Als wir zum Treffpunkt gehen, strömen die Ausflugteilnehmer bereits in einen Sammelraum, von dem aus später ausgestiegen wird aus dem Schiff. Wir schließen uns dem Strom an. In dem Sammelraum wird eine riesige Luke geöffnet. Draußen legt ein kleineres Boot an, aus dem zuerst jede Menge Leute aussteigen, um unser Schiff zu betreten. Dann drängt unsere Gruppe in das kleine Schiff. Jeder versucht, einen guten Platz zu ergattern, nichtsahnend, dass wir in drei Minuten schon am Anleger des Ortes Geiranger wieder aussteigen. Dort stehen fünf Busse für die Weiterfahrt bereit. Wir werden dem Bus 2 zugewiesen, der nur für deutsche Gäste vorgesehen ist. Unsere Reiseleiterin Bärbel ist Deutsche. Sie lebt bereits seit 10 Jahren in Norwegen. Sie sächselt ein wenig und ist sehr direkt und lustig. Wir werden den ganzen Tag lang noch viel Spaß mit ihr haben. Nach ihren kleinen Scherzchen und Schäkereien mit dem norwegischen Busfahrer Egil lacht sie laut und herzhaft ins Mikrophon. Das ist so ansteckend, dass die Dame im roten Anorak, die schräg vor mir sitzt, sich jedes Mal umdreht und lachend Blickkontakt mit mir aufnimmt.

Über den Ausflug in den Geiranger-Fjord und über die berühmte Serpentinenstraße Trollstigen berichte ich anschließend in einem eigenen Beitrag.

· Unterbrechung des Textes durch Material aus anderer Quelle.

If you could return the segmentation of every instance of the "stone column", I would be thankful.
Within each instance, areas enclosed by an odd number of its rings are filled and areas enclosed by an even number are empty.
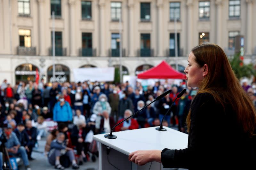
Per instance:
[[[39,11],[39,55],[46,55],[46,49],[45,48],[45,39],[44,32],[44,19],[45,18],[44,4],[44,0],[37,0]],[[48,55],[48,54],[47,54]]]
[[[69,46],[70,50],[69,55],[71,56],[76,56],[76,23],[75,21],[75,12],[76,10],[76,0],[68,0],[68,4],[69,6],[70,21],[69,28]]]
[[[247,4],[247,23],[246,23],[246,33],[245,37],[246,43],[245,46],[246,49],[246,54],[250,55],[252,54],[252,6],[253,0],[246,0]]]
[[[187,0],[186,5],[188,7],[188,25],[187,27],[187,35],[188,38],[187,56],[190,53],[193,48],[194,43],[193,36],[194,29],[193,29],[193,1]],[[197,36],[196,37],[197,37]]]
[[[221,0],[216,0],[215,4],[217,7],[217,24],[216,24],[216,43],[217,45],[221,46],[221,37],[222,37],[222,29],[221,29],[221,21],[222,20],[221,14],[222,2]]]
[[[104,7],[105,6],[105,1],[104,0],[100,0],[99,2],[100,7],[100,56],[104,57],[106,55],[106,51],[105,51],[105,21],[106,19],[104,13]]]
[[[129,46],[130,49],[128,52],[128,56],[129,57],[134,57],[135,51],[134,51],[133,42],[134,41],[133,39],[133,37],[134,37],[134,32],[133,31],[134,29],[133,28],[134,2],[133,0],[128,0],[128,5],[129,9],[129,18],[130,19],[130,20],[128,21],[130,26],[129,29],[129,35],[130,35]]]
[[[158,18],[157,19],[158,20],[158,32],[157,33],[157,39],[156,39],[157,44],[156,47],[158,47],[157,49],[158,53],[156,54],[158,57],[163,57],[164,56],[164,45],[163,44],[163,0],[157,0],[156,2],[156,6],[157,7],[158,11]]]

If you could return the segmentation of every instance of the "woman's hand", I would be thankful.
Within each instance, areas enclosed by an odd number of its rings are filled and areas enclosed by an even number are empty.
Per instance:
[[[156,161],[161,162],[161,151],[156,150],[137,151],[129,154],[129,160],[140,166]]]

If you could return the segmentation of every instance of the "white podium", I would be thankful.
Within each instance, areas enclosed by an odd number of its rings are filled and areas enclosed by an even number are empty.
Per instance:
[[[151,163],[139,166],[129,161],[129,154],[138,150],[180,149],[187,147],[187,134],[164,127],[167,131],[158,131],[155,129],[156,127],[153,127],[113,132],[117,136],[115,139],[104,137],[106,134],[94,135],[93,139],[99,143],[99,170],[148,170]],[[107,147],[110,148],[108,155]],[[153,162],[150,169],[162,169],[162,164]]]

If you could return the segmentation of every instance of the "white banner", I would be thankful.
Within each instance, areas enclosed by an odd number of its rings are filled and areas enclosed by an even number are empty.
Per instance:
[[[76,82],[90,80],[91,81],[114,81],[115,67],[81,68],[73,70]]]

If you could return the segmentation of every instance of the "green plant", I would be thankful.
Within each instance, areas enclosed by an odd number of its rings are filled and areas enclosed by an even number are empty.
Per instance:
[[[256,75],[256,72],[253,69],[252,64],[245,64],[244,63],[244,57],[240,56],[240,53],[234,55],[229,60],[231,66],[237,78],[240,79],[244,77],[250,78],[252,75]]]

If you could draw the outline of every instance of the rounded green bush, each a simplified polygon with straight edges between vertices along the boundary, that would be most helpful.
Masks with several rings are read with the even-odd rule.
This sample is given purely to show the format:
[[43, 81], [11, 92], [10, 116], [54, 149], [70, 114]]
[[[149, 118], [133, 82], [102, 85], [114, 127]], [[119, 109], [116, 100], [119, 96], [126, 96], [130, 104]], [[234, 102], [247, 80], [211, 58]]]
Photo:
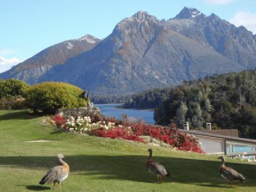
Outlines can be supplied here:
[[0, 98], [23, 96], [29, 85], [15, 79], [0, 80]]
[[70, 84], [44, 82], [32, 86], [25, 93], [26, 104], [34, 112], [52, 114], [56, 109], [86, 106], [83, 91]]

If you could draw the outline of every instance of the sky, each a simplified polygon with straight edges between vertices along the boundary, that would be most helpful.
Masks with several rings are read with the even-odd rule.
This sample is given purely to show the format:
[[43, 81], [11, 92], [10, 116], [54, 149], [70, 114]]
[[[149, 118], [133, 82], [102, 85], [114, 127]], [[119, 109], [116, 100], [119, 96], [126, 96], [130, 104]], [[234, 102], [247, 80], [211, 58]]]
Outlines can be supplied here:
[[184, 6], [256, 34], [255, 0], [0, 0], [0, 72], [65, 40], [104, 38], [138, 11], [167, 20]]

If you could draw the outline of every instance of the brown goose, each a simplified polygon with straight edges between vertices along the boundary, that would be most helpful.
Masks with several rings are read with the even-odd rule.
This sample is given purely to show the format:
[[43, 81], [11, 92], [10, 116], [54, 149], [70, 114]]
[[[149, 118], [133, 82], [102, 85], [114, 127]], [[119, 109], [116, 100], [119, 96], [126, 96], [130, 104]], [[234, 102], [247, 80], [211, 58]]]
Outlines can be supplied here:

Der Ausflug ist in Molde mit einem gemeinsamen Abendessen zu Ende gegangen. Gegen 22:00 Uhr erwarten wir am Anleger von Molde das Einlaufen unserer Finnmarken. Nach und nach treffen die Ausflugsteilnehmer hier ein. Wir sehen die beiden Sportlichen vom Frühstück wieder. Sie waren in Bus 1 gelandet und schwärmen ebenfalls von ihrer Reiseleiterin, die so unglaublich kompetent gewesen sei und an einem Stück erklärt und geredet hätte.
Auf dem Schiff begeben wir uns wieder bis fast Mitternacht in den Panoramaraum. Ich besorge mir ein Bier im Restaurant (von dem Gesamtpaket, dass wir für die ganze Reise gebucht haben) und Johannes trinkt ein Glas Weißwein. Wir schauen auf die vorübergleitende Landschaft, ich schreibe auf dem Laptop den Bericht vom heutigen Tag und lese anschließend in meiner Urlaubslektüre. Bei dem Roman handelt es sich um eine Kriminalgeschichte, die in Norwegen spielt und mit den Lachszuchtfarmen und den Problemen, die sie den wilden Lachsen bereiten, zu tun hat. Von diesen Problemen, u.a. von der Lachslaus, einem Schalentier, das sich in den Schuppen der Zuchtlachse einnistet, war heute bei unserem Ausflug die Rede gewesen. Es ist schön, dass der Roman genau hier spielt, wo wir uns gerade befinden.